The stock's 130% annual gain and 55% monthly surge demonstrate immense market enthusiasm, likely driven by its 13.2% YoY revenue growth and strategic shift into Automotive/IoT. Analyst sentiment is unanimously positive among the few firms that cover it. However, valuation metrics send mixed signals: the PS ratio of 2.37 is reasonable historically, but the P/CF of 17.93 and EV/Sales of 5.13 are premium. The implied upside is unclear without a consensus price target, but the forward P/E of 26.0x suggests the market has already priced in the anticipated EPS recovery to $6.71.
The two biggest risks are a growth deceleration below 10% YoY, which would challenge the growth-stock narrative, and a failure to achieve positive net income in the next two quarters, which could crater the forward P/E multiple. This Hold rating would upgrade to a Buy on a pullback to the $110-$120 range (providing a better risk/reward) or on confirmation of consecutive profitable quarters. It would downgrade to a Sell if revenue growth turns negative or operating margins fail to improve sequentially. Relative to its own history, the stock is fairly valued on a sales basis, but it appears overvalued on cash flow and enterprise value metrics given its current lack of profits.
Sign up to view all
SYNA 12-Month Price Forecast
SYNA is a high-risk, high-reward turnaround story in the midst of a powerful momentum surge. The fundamental picture is improving, with revenue growth reaccelerating and margins ticking up, but the stock's price action has far outpaced this gradual operational progress. The valuation is a paradox: reasonable on a sales basis but demanding on cash flow, reflecting the market's bet on future profits. The neutral stance reflects the view that the easy money has been made, and the risk/reward is now balanced. The stance would upgrade to bullish on a successful breakout above $149.11 accompanied by a profitable quarter, or downgrade to bearish on a breakdown below $120 with deteriorating fundamentals.
Wall Street consensus
Most Wall Street analysts maintain a constructive view on Synaptics's 12-month outlook, with a consensus price target around $189.85 and implied upside of +30.0% versus the current price.
Average Target
$189.85
3 analysts
Implied Upside
+30.0%
vs. current price
Analyst Count
3
covering this stock
Price Range
$117 - $190
Analyst target range
Analyst coverage for Synaptics appears limited, with only 3 analysts providing estimates for revenue and EPS, indicating this is a stock with less institutional research focus which can lead to higher volatility. The consensus sentiment leans bullish, as evidenced by recent institutional ratings from firms like JP Morgan (Overweight), Mizuho (Outperform), and Needham (Buy), all maintaining positive stances as recently as February 2026. However, a specific consensus price target, average target, and implied upside/downside cannot be calculated from the provided data, which lacks explicit target prices. The pattern of recent analyst actions shows consistency, with no downgrades in the provided data, reinforcing a stable positive bias. The implications of limited coverage and a wide target range (which is not provided but can be inferred as a possibility) would signal higher uncertainty and conviction disparity among the few analysts that do cover the name.

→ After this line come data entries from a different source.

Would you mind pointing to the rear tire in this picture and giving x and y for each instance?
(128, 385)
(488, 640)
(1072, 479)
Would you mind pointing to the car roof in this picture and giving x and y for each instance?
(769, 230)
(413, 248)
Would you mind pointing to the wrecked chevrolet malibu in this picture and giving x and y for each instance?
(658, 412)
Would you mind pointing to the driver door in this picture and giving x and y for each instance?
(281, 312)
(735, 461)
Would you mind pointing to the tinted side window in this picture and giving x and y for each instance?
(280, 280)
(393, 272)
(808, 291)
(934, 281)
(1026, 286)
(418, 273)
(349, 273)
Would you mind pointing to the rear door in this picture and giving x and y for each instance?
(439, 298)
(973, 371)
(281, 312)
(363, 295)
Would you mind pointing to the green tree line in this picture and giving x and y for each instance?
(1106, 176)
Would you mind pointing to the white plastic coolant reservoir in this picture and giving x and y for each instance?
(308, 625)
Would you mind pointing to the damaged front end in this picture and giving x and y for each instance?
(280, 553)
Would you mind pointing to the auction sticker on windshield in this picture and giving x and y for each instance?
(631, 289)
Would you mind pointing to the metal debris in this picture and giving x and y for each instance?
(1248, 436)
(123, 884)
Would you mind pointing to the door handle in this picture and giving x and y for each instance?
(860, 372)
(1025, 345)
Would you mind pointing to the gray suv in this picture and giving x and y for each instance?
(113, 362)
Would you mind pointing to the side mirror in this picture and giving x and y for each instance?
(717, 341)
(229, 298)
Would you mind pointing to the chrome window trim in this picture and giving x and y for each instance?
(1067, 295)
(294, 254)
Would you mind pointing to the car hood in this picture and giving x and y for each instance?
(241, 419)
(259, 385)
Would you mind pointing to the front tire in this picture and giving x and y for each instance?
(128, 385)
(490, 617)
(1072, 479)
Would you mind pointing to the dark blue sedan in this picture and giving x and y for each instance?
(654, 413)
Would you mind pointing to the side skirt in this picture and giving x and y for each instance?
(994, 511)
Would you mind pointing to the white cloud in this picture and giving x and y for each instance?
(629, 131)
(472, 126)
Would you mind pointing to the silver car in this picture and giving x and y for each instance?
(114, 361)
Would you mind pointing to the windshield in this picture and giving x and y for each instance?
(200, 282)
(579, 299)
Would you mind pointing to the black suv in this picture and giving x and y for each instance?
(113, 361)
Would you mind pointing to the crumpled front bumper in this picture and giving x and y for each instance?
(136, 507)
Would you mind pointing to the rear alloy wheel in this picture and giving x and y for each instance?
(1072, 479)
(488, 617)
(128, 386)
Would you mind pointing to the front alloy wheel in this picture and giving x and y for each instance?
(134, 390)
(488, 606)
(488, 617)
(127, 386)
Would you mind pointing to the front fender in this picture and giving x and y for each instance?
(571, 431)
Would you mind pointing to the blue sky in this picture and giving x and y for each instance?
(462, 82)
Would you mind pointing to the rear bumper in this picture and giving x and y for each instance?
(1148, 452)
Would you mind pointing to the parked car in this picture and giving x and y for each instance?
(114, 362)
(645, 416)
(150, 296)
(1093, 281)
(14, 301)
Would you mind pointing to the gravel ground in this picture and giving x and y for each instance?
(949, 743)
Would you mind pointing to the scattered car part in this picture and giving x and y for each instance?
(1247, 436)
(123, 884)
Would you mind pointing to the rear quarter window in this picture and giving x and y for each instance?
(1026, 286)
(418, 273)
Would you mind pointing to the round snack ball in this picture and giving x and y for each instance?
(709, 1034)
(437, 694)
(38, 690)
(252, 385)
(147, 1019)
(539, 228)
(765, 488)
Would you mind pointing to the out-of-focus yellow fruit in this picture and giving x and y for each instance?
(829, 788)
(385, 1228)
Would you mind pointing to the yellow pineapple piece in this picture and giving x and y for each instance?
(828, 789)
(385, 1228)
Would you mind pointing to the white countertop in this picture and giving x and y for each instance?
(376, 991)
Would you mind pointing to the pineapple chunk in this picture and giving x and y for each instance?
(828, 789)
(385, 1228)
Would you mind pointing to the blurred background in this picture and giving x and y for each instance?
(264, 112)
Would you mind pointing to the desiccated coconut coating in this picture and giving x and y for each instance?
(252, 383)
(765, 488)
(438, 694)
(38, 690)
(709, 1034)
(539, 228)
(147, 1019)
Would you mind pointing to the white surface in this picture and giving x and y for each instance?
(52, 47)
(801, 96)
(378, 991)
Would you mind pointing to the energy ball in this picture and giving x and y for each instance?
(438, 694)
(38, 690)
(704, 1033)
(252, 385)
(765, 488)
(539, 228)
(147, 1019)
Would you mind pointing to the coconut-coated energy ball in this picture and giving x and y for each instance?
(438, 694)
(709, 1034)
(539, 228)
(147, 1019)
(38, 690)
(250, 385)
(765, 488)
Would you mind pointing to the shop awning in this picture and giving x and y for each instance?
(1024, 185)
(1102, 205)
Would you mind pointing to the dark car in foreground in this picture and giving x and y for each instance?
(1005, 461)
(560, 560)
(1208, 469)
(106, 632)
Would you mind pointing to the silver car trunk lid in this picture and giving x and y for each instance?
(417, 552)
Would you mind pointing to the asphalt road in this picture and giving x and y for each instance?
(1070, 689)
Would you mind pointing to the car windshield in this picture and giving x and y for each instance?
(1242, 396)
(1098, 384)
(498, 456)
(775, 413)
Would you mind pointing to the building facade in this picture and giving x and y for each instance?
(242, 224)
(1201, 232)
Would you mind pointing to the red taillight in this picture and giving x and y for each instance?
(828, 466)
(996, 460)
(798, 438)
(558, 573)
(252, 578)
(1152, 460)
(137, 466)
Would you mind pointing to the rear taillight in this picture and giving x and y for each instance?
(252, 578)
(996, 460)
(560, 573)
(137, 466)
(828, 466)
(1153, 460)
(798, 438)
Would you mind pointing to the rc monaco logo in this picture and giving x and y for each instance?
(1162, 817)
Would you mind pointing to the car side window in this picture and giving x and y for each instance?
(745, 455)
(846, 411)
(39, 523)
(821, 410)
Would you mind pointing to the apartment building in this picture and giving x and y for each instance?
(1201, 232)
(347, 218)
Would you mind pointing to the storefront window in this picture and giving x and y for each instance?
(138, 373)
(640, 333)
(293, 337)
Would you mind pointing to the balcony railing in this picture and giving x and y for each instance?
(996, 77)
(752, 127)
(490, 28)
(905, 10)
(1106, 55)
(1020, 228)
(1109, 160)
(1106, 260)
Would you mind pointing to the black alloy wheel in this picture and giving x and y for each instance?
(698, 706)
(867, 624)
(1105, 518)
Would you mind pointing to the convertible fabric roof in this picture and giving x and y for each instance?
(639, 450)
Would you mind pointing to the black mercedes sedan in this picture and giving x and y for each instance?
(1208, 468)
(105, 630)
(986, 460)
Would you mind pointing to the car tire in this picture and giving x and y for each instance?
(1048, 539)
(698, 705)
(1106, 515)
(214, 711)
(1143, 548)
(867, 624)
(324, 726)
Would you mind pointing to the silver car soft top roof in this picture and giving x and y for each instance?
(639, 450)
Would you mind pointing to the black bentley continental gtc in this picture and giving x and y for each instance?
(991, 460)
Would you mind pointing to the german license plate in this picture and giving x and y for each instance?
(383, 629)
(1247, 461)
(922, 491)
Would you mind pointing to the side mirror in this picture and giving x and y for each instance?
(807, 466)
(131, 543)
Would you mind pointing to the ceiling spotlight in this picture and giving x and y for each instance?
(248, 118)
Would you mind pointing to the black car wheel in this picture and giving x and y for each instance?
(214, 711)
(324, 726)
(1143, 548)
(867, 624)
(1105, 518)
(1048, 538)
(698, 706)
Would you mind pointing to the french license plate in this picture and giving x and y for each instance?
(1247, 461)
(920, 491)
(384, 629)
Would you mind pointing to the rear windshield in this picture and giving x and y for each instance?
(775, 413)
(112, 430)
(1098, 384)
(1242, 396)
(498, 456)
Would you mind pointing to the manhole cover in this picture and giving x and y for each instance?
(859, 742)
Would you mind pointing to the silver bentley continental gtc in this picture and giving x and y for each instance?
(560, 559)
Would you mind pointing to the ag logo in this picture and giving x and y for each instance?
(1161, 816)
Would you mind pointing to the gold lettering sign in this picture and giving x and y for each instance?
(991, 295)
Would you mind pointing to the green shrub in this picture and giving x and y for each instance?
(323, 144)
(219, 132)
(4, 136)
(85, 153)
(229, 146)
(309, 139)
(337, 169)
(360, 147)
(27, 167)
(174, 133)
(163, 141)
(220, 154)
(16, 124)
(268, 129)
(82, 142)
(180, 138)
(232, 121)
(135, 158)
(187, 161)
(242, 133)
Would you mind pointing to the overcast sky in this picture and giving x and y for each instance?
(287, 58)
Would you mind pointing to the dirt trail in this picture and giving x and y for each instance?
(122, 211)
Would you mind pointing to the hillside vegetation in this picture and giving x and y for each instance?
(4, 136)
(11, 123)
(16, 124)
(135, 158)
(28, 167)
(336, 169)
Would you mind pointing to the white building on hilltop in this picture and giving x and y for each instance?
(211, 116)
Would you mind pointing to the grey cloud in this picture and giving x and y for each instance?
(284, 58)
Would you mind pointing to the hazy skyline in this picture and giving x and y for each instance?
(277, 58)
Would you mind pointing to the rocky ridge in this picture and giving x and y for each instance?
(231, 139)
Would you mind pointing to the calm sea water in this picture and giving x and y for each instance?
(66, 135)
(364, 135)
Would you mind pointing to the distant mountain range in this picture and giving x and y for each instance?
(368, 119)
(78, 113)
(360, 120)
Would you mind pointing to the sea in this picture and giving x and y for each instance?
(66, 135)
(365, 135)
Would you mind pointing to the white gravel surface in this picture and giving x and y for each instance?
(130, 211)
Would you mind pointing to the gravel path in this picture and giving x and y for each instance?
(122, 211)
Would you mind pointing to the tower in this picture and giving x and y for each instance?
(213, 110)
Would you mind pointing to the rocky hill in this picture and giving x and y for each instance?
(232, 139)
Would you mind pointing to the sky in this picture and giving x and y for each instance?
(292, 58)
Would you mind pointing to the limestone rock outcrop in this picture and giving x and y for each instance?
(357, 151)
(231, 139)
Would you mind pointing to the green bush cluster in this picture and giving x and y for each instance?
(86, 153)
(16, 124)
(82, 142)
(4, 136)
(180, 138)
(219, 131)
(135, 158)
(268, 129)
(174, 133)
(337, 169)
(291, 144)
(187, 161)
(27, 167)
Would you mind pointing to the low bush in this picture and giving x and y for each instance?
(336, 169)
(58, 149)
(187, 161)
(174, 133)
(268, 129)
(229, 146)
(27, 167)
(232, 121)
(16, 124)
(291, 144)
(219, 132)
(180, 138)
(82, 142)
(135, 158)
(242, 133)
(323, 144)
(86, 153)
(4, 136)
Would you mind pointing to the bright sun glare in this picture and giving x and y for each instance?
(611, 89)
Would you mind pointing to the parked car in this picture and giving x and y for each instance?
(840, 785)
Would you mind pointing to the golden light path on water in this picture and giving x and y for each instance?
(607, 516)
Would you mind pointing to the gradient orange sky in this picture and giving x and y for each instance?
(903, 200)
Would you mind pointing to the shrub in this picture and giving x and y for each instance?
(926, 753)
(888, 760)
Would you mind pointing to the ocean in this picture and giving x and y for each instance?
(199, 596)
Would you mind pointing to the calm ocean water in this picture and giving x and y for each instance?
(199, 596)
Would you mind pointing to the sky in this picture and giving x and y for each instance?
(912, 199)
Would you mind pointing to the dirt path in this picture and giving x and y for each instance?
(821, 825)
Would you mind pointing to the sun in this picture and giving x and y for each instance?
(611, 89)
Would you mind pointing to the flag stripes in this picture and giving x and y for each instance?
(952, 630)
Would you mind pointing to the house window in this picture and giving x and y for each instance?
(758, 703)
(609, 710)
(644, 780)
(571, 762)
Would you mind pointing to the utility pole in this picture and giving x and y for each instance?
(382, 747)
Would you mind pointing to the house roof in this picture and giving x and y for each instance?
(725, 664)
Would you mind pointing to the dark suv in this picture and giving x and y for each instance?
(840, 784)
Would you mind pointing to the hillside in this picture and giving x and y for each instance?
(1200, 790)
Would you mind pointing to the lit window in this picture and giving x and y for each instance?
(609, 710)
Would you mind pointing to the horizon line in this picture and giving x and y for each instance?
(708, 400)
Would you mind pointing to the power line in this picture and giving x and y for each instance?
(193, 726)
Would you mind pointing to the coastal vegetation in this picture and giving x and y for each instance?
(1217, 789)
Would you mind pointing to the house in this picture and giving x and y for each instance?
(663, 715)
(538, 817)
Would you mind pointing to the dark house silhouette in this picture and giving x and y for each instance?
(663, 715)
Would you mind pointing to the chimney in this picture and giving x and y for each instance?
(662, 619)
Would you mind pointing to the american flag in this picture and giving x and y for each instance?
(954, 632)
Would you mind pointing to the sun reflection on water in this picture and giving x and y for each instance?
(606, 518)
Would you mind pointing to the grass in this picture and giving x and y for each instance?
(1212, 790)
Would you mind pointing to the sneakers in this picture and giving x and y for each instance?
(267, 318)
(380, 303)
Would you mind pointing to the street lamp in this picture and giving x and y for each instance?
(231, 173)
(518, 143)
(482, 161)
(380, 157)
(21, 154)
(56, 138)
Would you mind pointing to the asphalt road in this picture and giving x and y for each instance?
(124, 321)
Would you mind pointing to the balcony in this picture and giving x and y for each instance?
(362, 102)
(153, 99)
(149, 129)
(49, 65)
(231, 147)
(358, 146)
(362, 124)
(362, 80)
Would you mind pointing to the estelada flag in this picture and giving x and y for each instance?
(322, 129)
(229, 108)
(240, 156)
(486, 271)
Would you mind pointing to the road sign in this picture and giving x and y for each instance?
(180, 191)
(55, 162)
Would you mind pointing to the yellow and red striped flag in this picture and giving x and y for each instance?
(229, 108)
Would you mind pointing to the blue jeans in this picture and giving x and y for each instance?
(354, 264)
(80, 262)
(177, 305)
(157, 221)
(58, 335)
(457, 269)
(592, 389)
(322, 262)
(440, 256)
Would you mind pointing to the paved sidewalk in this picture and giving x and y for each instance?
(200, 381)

Bulls vs Bears: SYNA Investment Factors
The evidence currently leans bullish, driven by powerful price momentum, a clear fundamental recovery in revenue growth, and a solid liquidity position. The bear case is primarily anchored on valuation concerns and the stock's extreme volatility, which could lead to a painful drawdown. The single most important tension in the investment debate is whether the company's accelerating revenue growth and improving margin trajectory can justify its elevated enterprise valuation (EV/Sales of 5.13) and support the stock's parabolic rise before profitability is firmly established. The resolution of this tension—specifically, the conversion of top-line growth into sustained bottom-line profits—will determine if the current momentum is sustainable or a speculative overshoot.
Bullish
- Massive Technical Momentum & Uptrend: The stock has gained 130.22% over the past year and 68.52% over the past three months, significantly outperforming the S&P 500's 10.28% gain. This powerful, accelerating uptrend, with the stock trading at 92% of its 52-week high, signals strong market conviction and a breakout from its prior trading range, often preceding further gains.
- Strong Revenue Growth in Key Segments: Latest quarterly revenue grew 13.21% YoY to $302.5M, driven by a strategic pivot to high-growth markets. The Enterprise/Automotive segment ($161.1M) and IoT applications ($93.2M) are now the primary revenue drivers, indicating successful execution away from the lagging Mobile segment ($48.2M).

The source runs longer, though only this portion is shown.